The next speaker is Derek Bailey who is running for Congress in the 1st Congressional District. He spoke tonight as the Tribal Chairman for the Grand Traverse Band of Ottawa and Chippewa Indians. He opened with an introduction in Ojibwa, the oldest spoken language in the region.
“We cannot lose sight of those that came before us.”
“Some will say our land and our water don’t have a voice. That’s not true. Our elders will tell you, ‘listen’.”
“I have never lost the mindset of the power of us working together.”
He finished with a challenge from his uncle John Bailey: “Ask yourself, what type of ancestor will you be? Tonight I charge all of us to ask, ‘what type of ancestor will we be?'”
I will be having brunch with Derek tomorrow and will have more to say about him and his candidacy in the future.
The speakers are finished for the evening.

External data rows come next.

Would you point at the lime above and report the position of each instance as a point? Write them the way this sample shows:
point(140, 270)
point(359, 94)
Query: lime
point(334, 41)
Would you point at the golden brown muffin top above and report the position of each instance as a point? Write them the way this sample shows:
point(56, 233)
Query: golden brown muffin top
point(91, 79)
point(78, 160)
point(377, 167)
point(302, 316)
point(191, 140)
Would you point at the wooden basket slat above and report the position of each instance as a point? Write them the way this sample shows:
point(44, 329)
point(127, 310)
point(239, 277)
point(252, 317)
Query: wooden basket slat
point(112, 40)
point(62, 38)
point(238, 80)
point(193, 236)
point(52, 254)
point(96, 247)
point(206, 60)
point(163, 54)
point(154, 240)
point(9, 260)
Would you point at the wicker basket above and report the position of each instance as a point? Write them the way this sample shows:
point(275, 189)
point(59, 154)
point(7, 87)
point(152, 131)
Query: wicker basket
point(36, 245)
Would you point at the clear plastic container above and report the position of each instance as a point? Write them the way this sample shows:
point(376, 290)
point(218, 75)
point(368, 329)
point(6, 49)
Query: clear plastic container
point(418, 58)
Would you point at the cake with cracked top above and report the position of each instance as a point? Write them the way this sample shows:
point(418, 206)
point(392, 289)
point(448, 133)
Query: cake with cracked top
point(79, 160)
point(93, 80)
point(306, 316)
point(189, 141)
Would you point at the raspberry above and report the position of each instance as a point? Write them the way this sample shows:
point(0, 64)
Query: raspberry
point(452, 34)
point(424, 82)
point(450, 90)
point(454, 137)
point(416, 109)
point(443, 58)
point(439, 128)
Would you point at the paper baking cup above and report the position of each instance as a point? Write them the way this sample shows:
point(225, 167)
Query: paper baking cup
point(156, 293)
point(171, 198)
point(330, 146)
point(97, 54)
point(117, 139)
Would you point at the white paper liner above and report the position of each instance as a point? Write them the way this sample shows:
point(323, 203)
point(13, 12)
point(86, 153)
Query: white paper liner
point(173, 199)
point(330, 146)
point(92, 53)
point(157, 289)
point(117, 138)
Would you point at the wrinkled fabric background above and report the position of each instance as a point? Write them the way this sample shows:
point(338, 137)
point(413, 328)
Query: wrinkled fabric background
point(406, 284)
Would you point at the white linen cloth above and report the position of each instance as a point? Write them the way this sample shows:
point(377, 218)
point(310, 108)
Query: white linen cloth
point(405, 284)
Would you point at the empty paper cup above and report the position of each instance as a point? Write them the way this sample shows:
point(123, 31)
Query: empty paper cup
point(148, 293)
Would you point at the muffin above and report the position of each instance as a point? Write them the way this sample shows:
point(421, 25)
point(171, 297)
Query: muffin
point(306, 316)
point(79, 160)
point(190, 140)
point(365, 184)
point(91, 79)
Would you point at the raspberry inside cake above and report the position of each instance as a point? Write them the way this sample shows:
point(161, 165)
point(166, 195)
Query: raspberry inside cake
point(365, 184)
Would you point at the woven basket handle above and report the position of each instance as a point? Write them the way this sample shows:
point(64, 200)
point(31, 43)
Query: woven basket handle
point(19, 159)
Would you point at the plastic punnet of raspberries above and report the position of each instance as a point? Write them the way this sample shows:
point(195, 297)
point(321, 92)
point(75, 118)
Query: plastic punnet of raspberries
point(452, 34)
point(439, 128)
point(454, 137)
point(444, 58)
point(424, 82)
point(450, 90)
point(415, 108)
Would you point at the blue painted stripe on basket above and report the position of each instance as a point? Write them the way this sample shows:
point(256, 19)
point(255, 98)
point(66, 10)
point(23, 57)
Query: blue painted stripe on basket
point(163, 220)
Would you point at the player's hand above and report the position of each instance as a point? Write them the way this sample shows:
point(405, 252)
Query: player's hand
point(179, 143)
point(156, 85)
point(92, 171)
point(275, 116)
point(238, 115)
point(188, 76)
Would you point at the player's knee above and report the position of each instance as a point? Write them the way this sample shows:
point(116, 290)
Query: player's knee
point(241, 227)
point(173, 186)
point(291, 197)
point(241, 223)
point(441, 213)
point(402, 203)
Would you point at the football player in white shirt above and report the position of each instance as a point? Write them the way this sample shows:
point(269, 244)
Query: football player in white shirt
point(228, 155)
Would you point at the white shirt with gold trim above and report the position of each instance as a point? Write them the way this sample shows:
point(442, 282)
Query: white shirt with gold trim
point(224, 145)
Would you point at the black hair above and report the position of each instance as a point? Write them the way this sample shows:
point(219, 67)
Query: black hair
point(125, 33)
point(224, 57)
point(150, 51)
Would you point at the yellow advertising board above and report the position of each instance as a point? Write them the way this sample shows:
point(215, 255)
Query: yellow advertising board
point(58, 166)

The second to last band is Jimmy Says.
Organizers are putting total attendance at 600. This has been an incredible event. In terms of coalition-building, I’ve not seen anything quite this successful in recent memory. A wide array of compassionate, caring, active activists and organizers working in concert to build a community and to have their message heard. Yes, there is anger in the Occupy movement. But Occupy TC have shown with this event that there is also empathy and concern for ALL of the members of their community. They are harnessing their anger in productive, sustainable ways to make Traverse City a better place to live and to effect change in our society. I am most impressed and truly hope they can export this elsewhere.
The night finishes with a live-shooting of a scene for Andrew Tomlinson’s movie The Saga of Larry Tunner. If this scene is any indication, this is going to be a fine, fine movie! Please throw a coupla bucks in their tip jar so they can make it happen.
Larry Tunner: “If corporations are people, they are the vampires of our age.“
The last band of the evening, North Shore, takes us out.